As gigantic terraforming city machines move across the surface of Ceres Alpha, a group of babies are born with unusual telepathic and telekinetic abilities. The computer systems keep going down, and the terraforming isn't going smoothly. Project head Gaskill Tyran, a man a little too in touch with his dark side, attempts to suppress an archaeological dig that will put the terraforming behind schedule. But when the Doctor arrives following the infection of his companion Anji with a telepathic virus, he realizes that the dig may hold the answers to all their problems.

After Dave Stone's uneven and often overly clever book, THE SLOW EMPIRE, DARK PROGENY should have felt like coming home again. In a way it does the book is an interesting read. In fact, it's a bit too interesting. DARK PROGENY has the same problem as Emmerson's earlier book, CASUALTIES OF WAR: it'll take you about a hundred pages of reading about the way the city machine operates and how the people within live into their hundreds and change their bodies at will to realize that not a great deal has happened in the plot. After the startling birth scene at the beginning of the novel and the TARDIS' emergency landing on Ceres Alpha which splits up its crew, it takes several character studies and lots of not running around before the plot actually begins to me again.
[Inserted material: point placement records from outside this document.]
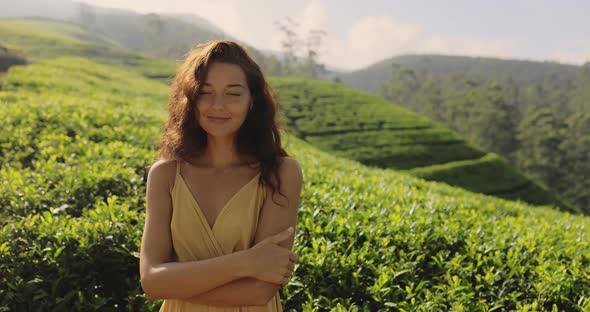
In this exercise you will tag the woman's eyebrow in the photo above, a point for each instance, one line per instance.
(229, 85)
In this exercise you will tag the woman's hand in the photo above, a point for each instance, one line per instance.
(273, 263)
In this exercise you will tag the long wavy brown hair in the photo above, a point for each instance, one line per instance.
(259, 136)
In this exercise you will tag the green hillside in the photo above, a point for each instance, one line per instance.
(522, 72)
(354, 125)
(72, 210)
(367, 128)
(45, 39)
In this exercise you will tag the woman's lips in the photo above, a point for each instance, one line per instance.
(218, 120)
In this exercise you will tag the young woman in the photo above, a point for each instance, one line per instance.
(222, 196)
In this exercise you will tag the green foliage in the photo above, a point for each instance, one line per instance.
(369, 239)
(368, 129)
(499, 114)
(46, 39)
This is not, however, entirely a bad thing. Emmerson is one of the few writers in the range who takes so much trouble to establish a definitive sense of setting for his novel, in the same way that other books in the range, such as FESTIVAL OF DEATH and EARTHWORLD, also do. In fact, DARK PROGENY is most reminiscent of the Virgin New Adventure THE ALSO PEOPLE by Ben Aaaronovitch, only without the carnival atmosphere.
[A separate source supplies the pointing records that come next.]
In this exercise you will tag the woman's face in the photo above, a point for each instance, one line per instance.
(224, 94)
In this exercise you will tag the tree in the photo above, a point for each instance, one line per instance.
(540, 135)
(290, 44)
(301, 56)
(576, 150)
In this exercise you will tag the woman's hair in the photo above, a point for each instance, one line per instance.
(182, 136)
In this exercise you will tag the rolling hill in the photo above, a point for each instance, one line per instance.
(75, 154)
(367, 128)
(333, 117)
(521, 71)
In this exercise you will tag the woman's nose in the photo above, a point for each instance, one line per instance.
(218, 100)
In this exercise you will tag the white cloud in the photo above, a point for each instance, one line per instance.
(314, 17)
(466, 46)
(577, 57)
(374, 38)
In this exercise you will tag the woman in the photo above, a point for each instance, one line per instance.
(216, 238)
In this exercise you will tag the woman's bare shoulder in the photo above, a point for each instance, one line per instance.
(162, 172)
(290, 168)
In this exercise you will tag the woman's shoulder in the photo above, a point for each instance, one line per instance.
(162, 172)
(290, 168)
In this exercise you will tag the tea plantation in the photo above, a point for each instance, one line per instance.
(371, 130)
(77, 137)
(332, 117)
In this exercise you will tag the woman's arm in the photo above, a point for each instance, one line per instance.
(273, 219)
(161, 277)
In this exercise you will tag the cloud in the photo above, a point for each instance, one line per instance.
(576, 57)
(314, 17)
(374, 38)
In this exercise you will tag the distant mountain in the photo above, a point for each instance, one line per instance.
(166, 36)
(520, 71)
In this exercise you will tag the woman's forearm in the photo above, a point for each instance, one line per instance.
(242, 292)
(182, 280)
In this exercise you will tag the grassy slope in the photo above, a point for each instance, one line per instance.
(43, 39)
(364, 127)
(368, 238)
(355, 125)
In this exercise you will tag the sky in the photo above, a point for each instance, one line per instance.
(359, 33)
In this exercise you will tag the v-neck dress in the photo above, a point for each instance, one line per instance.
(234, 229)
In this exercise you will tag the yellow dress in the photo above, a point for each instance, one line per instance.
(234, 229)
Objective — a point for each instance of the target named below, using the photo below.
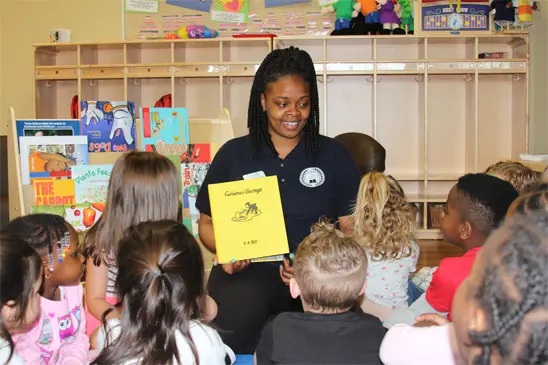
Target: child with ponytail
(161, 287)
(384, 225)
(21, 278)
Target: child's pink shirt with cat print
(59, 334)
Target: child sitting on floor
(384, 225)
(330, 275)
(500, 311)
(161, 286)
(59, 334)
(519, 175)
(475, 206)
(20, 278)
Emmerson also does a marvelous job with his own characters: Gaskill Tyran, the sort of villain who makes your flesh creep; the grieving parents Veta and Josef, who end up being more than just a pair of throwaways as the novel progresses; and the soldier who slowly becomes more than a cardboard stereotype, De-Ann Foley. As interesting as Emmerson's characters are, though, he spends a bit too much time with them and too little with the principle cast. Anji in particular is grossly underused, despite her psychic "infection" by the children. Emmerson does delve into her head a little to reveal more about her past, including the existence of a younger brother named Rezaul and her maternal feelings toward him. But apart from that and a few pop culture references she makes which sound odd coming from her when they actually came from her late boyfriend Anji spends much of the book out of it, leaving the burden on the Doctor and Fitz. Sadly, Fitz gets only a bit more use than Anji does, and his prolonged separation from the Doctor causes his scenes to drag.
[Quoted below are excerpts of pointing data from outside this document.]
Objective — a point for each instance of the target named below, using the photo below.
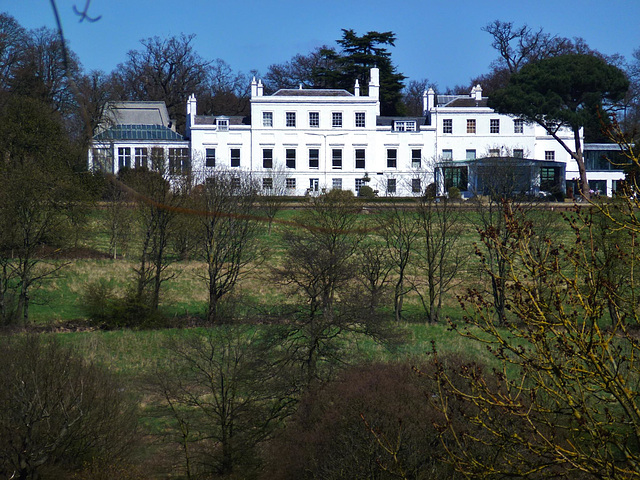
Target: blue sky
(439, 40)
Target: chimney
(428, 100)
(374, 86)
(191, 111)
(478, 92)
Emmerson is in fine form with the Doctor, though, who does seem to have finally made it home. THE SLOW EMPIRE and DARK PROGENY are the first two books in the current story-arc that don't make continual references to the Doctor's memory loss. It's only when the Doctor makes a brief passing reference to it, and when Tyran uses "oh, no, not the" mind probe on him in an attempt to access his memories, that you'll realize you haven't noticed it - both books are far better for it. For that matter, very little self-referencing goes on in this novel at all I obviously couldn't resist the mind probe in-joke in this paragraph, but Emmerson did, and I applaud him for it.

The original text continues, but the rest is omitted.